Penyakit ini dikenal sebagai penyakit yang dapat sembuh sendiri atau self-limiting disease. Dengan beberapa perubahan gaya hidup berikut akan dapat membantu meningkatkan daya tahan atau kekebalan tubuh penderita. Saat demam dan produksi cairan mukus meningkat, tenggorokan dan seluruh tubuh bisa mengalami relatif kekurangan cairan atau dehidrasi. Asupan cairan yang cukup, baik itu sekadar air putih atau jus akan sangat membantu keseimbangan cairan dan suhu tubuh. Lebih baik lagi dengan air dan makanan hangat yang berpotensi untuk mengurangi peradangan dan memperlancar sirkulasi peredaran darah. Hal ini juga dapat disertai dengan kompres hangat dan mandi air hangat, dan yang tidak kalah penting adalah istirahat yang cukup. Selain itu, kurangi stres dan perbanyak asupan makanan bergizi yang berimbang. Itu semua akan memberi kesempatan tubuh memperbaiki imunitasnya melawan serangan virus.
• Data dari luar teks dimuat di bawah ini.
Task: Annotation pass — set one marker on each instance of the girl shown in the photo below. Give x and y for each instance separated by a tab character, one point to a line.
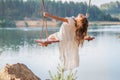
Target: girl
71	35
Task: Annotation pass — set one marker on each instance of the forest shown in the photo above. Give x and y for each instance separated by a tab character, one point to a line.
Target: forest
12	10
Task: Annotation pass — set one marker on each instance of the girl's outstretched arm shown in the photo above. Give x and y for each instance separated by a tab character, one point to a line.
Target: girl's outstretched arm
45	14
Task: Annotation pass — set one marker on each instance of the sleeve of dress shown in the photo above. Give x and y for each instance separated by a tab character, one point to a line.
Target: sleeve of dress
61	34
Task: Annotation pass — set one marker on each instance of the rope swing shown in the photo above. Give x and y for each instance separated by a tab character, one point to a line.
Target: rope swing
41	41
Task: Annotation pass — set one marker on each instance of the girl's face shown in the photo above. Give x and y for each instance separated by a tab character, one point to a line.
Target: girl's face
80	17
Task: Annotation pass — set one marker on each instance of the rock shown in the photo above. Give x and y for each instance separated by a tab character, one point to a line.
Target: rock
17	72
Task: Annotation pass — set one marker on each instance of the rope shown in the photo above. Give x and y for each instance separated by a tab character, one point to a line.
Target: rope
88	7
44	23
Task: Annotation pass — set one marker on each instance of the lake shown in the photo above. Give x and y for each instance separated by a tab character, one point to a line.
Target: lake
99	59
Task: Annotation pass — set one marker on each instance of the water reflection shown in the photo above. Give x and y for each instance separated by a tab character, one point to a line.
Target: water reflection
99	59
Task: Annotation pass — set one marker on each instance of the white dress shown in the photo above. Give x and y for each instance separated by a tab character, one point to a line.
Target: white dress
69	49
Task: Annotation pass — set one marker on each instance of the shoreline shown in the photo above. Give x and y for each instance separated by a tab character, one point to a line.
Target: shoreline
53	23
104	23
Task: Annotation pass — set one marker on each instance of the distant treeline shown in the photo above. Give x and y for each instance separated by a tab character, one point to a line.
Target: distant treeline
11	10
112	8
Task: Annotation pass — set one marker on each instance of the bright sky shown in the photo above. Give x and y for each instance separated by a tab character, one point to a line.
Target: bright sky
95	2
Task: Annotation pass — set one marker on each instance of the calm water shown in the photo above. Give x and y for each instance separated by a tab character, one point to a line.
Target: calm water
99	59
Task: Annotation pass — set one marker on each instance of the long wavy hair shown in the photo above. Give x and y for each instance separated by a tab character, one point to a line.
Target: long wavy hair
81	30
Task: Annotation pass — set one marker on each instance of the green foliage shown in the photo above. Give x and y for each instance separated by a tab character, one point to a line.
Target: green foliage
60	75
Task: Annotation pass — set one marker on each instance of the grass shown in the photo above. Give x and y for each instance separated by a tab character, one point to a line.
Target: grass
62	75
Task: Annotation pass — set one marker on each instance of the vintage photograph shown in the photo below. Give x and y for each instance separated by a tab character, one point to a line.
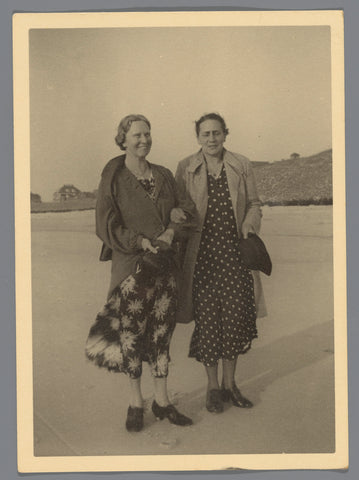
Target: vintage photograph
180	241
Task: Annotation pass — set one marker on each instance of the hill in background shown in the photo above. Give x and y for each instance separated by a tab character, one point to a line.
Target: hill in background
296	181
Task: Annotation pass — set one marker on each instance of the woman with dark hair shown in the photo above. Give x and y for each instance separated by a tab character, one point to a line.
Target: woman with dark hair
218	291
137	214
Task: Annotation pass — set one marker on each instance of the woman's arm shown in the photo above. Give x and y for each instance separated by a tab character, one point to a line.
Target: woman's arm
184	215
252	219
109	225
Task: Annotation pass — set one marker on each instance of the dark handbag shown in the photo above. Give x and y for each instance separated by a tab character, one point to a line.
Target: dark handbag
152	265
254	254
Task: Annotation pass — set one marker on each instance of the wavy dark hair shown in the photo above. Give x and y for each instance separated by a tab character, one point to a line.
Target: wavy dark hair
211	116
125	125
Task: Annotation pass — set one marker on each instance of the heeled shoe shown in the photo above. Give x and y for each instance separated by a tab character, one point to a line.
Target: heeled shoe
236	397
170	412
214	402
134	421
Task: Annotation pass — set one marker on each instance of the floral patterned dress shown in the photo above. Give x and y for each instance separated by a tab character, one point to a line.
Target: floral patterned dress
223	293
136	324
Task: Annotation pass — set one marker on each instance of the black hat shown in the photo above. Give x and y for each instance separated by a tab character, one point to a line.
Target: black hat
254	254
151	264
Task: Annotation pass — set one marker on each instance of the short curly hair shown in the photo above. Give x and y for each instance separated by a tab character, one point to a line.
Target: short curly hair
211	116
125	125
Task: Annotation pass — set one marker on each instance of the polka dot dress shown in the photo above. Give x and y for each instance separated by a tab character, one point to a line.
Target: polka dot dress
223	296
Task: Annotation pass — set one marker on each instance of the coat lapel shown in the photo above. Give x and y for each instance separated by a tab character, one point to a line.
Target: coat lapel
198	185
158	181
234	180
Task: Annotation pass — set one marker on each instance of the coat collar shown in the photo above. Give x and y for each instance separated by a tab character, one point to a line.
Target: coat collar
198	160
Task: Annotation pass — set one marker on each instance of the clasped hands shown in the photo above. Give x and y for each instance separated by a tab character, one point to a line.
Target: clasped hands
177	216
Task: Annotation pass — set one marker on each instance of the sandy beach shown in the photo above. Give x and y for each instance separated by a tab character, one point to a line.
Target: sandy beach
80	409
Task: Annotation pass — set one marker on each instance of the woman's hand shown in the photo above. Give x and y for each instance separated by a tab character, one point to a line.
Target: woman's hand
147	245
167	236
246	229
178	215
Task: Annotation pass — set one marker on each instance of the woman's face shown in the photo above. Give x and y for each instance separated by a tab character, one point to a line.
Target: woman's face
211	137
138	139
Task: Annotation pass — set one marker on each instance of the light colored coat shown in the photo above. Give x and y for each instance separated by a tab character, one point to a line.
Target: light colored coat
191	177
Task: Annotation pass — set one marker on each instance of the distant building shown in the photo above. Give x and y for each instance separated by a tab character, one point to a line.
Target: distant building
87	195
66	192
35	198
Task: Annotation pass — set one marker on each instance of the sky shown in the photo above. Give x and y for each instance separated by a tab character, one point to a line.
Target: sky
271	84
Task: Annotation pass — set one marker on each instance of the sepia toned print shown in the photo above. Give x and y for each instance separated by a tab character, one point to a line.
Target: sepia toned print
277	81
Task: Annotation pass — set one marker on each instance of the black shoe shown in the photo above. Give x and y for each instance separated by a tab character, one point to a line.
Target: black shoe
236	397
134	421
171	413
214	402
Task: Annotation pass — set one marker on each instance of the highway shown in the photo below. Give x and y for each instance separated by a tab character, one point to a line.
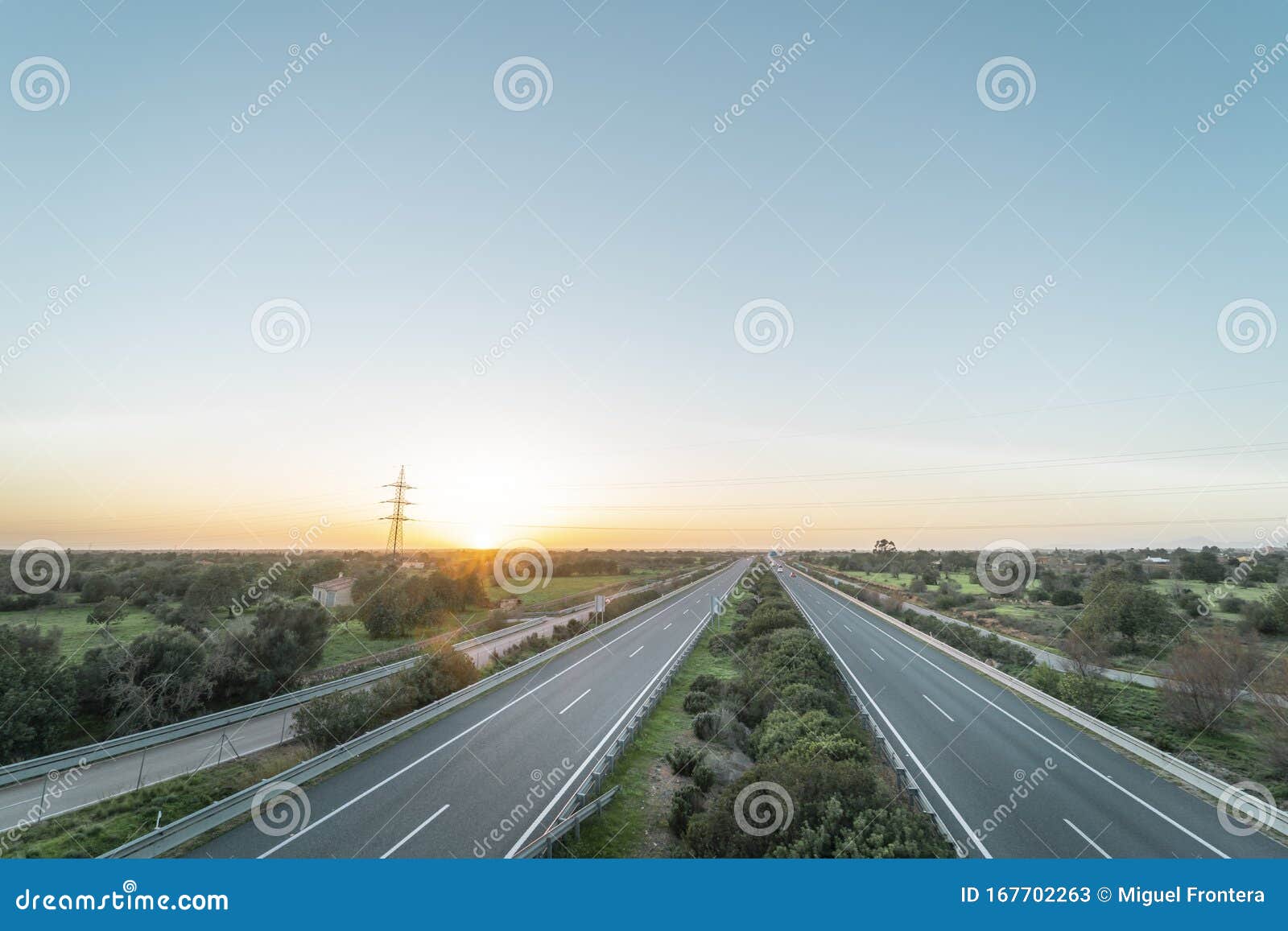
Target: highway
487	778
1008	778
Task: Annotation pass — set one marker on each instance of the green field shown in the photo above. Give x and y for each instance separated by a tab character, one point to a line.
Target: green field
68	617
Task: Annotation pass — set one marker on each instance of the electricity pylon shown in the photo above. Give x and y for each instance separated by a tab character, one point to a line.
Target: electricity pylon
397	519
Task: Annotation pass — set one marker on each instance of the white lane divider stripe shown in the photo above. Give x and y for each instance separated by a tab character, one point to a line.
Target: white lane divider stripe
576	699
415	830
937	707
1088	838
1042	737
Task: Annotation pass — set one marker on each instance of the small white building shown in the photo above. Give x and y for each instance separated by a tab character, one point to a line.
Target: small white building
334	592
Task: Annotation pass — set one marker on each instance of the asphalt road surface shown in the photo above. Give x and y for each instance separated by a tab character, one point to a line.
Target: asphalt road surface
487	778
1008	778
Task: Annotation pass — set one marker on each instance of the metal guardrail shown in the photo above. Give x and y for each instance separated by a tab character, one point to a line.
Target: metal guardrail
130	744
190	827
903	779
545	845
1268	814
570	817
36	768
Lebih baik mencegah daripada mengobati. Karakteristik virus yang menyebar lewat udara ini sangat menular. Bisa melalui kontak langsung maupun tidak langsung. Kontak langsung misalnya melalui terhirupnya virus yang berasal dari bersin atau batuk penderita yang mengandung partikel-partikel virus. Kontak tidak langsung bisa melalui benda-benda yang mengandung virus karena terpapar bersin dan batuk penderita. Benda-benda itu antara lain saputangan, tisu, handuk, perabot makan dan minum, mainan anak, pensil warna, telepon seluler, gagang telepon, gagang pintu, papan ketik komputer, layar sentuh tablet, layar sentuh anjungan tunai mandiri, dan lainnya. Penularan virus selesma bisa terjadi jika setelah kontak dengan benda-benda bekas terkena bersin atau batuk itu, tangan kita segera menyentuh area selaput lendir mata, mulut, atau hidung.
Untuk mencegah hal tersebut di atas, konsep utamanya yang murah meriah adalah mengurangi atau menghindari kontak dengan virus penyebab selesma, dan putus rantai penularannya. Bagi penderita khususnya, tutup mulut saat bersin dan batuk akan lebih dianjurkan. Lebih baik jika memakai masker selama sakit dan kontak dengan orang lain. Cuci tangan teratur dengan sabun dan air bersih mengalir. Setidaknya setelah kontak dengan area hidung yang pilek atau mulut yang batuk dan bersin, cuci tangan sebelum menyentuh makanan dan benda lain akan mengurangi risiko penularan.